Betts: Well, it shouldn’t be that challenging to think about. It might be more challenging to do. But the idea is to get both sides of this debate in a room or rooms, somewhere in Oregon, probably the H.J. Andrews Experimental Forest Headquarters. We’ll bring people in from across the country. And importantly, we’ll bring in policymakers, managers, Indigenous groups as well, and really lay out what it would take. What are the fundamental tests that it would take that people would agree on if the outcome was in a certain direction, we would all agree that fragmentation matters or doesn’t matter? And importantly, under what circumstances, fragmentation matters or not. So I’m expecting this will be a couple of weeks long, and will involve data analysts and data sets and a wide diversity of viewpoints. It’s quite well known that the more diversity of viewpoints you have in a room, the more likely it is you’re going to come to a robust scientific finding. So that’s our hope with this.

Miller: I was taken aback by one of your lines in this recommendation section, near the end of the paper. You wrote “it will be important to start with the acknowledgment that our colleagues are competent and acting in good faith.” Why was it necessary to write that?

Betts: Well, I think that serves as the basis really for any conversation among people. There is an aspect of scientific publishing, we’re judged on the basis of how productive we are as scientists. And one concern is that the people are so focused on publishing that they care less about what the actual uptake of the work will be in policy. And so we thought it was important to put that down just so that when we’re all in the room, we have consensus on the fact that what we find is gonna be of critical importance to policymakers, and that any conflict of interest should be set by the wayside.

Miller: When I read that, I couldn’t help but think that you put that because you get the sense that within this particular scientific community, where I imagine everybody knows everybody, that it is not a given that people think that their colleagues are competent or assume that their colleagues are acting in good faith. Did I misread that?

Betts: I think there’s something to that, Dave. I would say this is more a case of the past than the current. But during the most heavy debates in ecology, and I would say even human health, the debate has raged so heavily that people have become enemies. At conferences, they won’t talk to each other, and it can be quite acrimonious. So this was just a way of saying “let’s leave any personality conflicts at the door and really focus on the science at hand.”

Miller: Essentially, this paper is a paper for your colleagues, for the community first, and then if all goes well, it could ripple outward from there. But what have you heard, if anything, from prominent leaders on the different sides of this debate?

Betts: Actually, two of the prominent leaders on each side of this debate are authors on the paper. And so we took this to be a real note of optimism, the fact that we had people from both sides signing on to this paper and saying “yes, it’s time to move forward and come up with some reasonable conclusions that policymakers can use.” So I am optimistic about the steps forward.

Miller: Has working on this project, which is focused specifically on conflict resolution in the realm of ecology, affected the way you think about other conflicts?
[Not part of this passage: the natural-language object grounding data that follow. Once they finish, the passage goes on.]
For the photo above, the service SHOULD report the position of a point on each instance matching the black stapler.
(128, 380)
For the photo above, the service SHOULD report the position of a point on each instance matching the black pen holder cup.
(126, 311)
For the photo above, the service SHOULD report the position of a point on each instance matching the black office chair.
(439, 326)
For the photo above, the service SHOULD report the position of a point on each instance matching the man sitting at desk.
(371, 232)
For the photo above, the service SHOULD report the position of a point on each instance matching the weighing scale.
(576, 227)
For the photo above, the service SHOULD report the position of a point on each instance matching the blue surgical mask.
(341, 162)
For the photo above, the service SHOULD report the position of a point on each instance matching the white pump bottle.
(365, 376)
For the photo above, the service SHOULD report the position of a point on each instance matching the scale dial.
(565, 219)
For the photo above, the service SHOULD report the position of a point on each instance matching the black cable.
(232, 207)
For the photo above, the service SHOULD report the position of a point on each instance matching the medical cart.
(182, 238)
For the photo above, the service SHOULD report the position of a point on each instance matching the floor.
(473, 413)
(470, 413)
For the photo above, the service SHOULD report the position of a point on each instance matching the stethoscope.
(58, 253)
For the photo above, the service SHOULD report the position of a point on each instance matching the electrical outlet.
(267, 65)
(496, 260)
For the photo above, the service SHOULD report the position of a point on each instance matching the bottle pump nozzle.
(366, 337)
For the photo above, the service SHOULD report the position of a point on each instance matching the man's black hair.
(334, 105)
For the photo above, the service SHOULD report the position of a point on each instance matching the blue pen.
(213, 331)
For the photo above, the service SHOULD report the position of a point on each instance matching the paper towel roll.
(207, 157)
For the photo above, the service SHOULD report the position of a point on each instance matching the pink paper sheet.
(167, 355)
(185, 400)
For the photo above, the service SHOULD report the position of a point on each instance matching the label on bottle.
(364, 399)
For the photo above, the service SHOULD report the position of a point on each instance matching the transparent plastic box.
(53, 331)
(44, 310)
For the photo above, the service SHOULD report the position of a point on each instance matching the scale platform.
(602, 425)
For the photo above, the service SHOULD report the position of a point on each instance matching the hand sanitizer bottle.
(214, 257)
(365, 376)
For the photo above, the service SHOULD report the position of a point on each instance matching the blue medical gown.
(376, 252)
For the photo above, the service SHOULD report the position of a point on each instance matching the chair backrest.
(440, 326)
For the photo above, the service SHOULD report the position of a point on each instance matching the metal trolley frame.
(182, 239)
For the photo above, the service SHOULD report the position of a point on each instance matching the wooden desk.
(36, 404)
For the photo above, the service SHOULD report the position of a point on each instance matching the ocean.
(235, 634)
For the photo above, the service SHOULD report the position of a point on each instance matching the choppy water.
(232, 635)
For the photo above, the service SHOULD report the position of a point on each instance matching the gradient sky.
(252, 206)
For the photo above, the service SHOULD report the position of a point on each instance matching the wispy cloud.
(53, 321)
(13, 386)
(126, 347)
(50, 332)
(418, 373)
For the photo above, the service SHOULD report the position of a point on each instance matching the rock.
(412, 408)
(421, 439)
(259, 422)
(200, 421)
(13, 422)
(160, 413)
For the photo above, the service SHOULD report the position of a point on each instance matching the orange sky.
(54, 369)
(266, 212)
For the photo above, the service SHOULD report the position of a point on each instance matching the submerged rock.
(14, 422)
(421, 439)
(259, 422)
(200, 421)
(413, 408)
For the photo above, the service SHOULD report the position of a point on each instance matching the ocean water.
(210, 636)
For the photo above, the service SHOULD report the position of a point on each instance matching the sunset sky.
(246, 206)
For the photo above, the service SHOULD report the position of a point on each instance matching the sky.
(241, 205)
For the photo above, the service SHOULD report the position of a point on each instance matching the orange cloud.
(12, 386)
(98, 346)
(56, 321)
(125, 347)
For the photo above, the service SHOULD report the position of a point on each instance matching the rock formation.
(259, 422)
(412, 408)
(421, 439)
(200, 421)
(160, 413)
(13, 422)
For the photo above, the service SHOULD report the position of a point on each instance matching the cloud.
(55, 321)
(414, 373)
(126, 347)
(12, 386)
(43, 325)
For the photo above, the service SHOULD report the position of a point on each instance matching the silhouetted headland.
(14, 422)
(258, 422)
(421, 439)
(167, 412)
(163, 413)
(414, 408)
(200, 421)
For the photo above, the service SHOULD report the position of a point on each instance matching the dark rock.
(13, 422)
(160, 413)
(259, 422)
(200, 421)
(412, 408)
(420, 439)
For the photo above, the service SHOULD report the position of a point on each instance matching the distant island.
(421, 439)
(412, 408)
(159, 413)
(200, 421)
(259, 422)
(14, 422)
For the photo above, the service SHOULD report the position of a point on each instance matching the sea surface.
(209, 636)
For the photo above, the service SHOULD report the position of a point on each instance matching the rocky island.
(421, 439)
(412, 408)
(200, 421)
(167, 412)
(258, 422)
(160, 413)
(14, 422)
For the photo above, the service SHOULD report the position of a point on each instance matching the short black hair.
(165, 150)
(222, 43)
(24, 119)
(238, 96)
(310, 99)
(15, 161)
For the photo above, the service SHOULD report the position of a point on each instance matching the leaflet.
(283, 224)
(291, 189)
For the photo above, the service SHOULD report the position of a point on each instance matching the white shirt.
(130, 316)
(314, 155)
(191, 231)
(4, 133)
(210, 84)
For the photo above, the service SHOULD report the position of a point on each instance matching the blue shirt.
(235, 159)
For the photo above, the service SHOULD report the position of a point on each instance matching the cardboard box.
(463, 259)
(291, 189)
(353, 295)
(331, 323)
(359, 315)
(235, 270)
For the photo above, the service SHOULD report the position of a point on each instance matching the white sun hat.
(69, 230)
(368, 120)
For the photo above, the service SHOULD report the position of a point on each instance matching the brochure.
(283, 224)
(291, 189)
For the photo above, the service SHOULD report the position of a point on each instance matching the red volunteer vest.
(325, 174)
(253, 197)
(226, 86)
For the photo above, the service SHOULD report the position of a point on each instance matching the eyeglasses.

Betts: This paper in particular hasn’t, but I’ve always been a strong proponent of trying to use science and reason in decision making. And the hope is that some of the conversation around this will help people understand how science works, that debate can be very healthy in science. And ideally, we end up with some kind of recommendations that the policymakers will listen to. That’s the other potential gap, something called the implementation gap. Even if you had 99% of scientists agreeing on something, it’s no guarantee that those findings will be used in policy.

Miller: Climate change is a sad and perfect example of that.

Betts: You nailed it, it’s exactly the example. We’ve known about climate change effects for well over 40 years, even longer.

Miller: Matthew Betts, thanks very much.

Betts: Thanks for your interest, Dave. I really appreciate it.

Miller: Matt Betts is a professor in the Department of Forest Ecosystems & Society at Oregon State University.